All of these things take a toll on credit ratings, especially defaulting on a mortgage. Surprisingly, in terms of credit score numbers, there is little difference in the negative impact on credit whether a house is lost through deed in lieu of foreclosure, short sales or foreclosure. According to an article in the Washington Post, quoting a FICO executive, “All of those events represent a loan default and as such are highly predictive of future credit risk.”
However, there is one option offering potentially better outcomes both in the short and long terms. In some cases, lenders may deem a credit history with a short sale as better than a foreclosure. This is true despite credit score numbers that look the same.
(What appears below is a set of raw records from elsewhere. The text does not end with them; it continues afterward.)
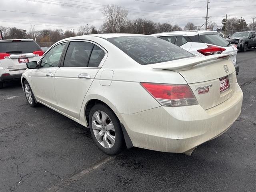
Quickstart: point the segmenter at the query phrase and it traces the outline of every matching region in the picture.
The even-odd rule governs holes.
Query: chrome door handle
[[[46,76],[48,77],[53,77],[53,74],[51,72],[49,72],[46,74]]]
[[[86,79],[90,79],[91,76],[90,76],[89,74],[86,73],[82,73],[79,74],[78,76],[78,78],[85,78]]]

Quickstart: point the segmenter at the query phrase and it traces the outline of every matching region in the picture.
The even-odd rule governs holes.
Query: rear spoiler
[[[195,57],[170,61],[166,64],[158,65],[152,67],[155,69],[166,69],[171,71],[184,71],[190,69],[194,66],[207,61],[218,59],[228,59],[232,54],[216,55]]]

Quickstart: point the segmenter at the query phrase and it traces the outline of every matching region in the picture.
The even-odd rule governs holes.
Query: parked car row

A 2011 report put out by FICO assessed how different financial events changed credit scores. The chart above illustrates the report’s findings. Additionally, FICO pointed out that the amount a score changed due to any event depends a lot on the individual’s beginning credit score, the lack of difference in score change due to short sales, deed-in-lieu/settlement, and foreclosure.
Repairing Credit Scores
There are several things to keep in mind when working to repair credit scores:
- It may take seven to ten years to fully recover (this assumes all obligations are paid as agreed)
- Generally, it takes longer to restore higher scores
- Despite little difference in the numbers after moderate and severe delinquencies, the time required to recover fully may be significantly longer.
Recovering credit is possible, even after a home foreclosure. However, financial repair will not occur immediately, and requires a lot of self-discipline. However, it can happen.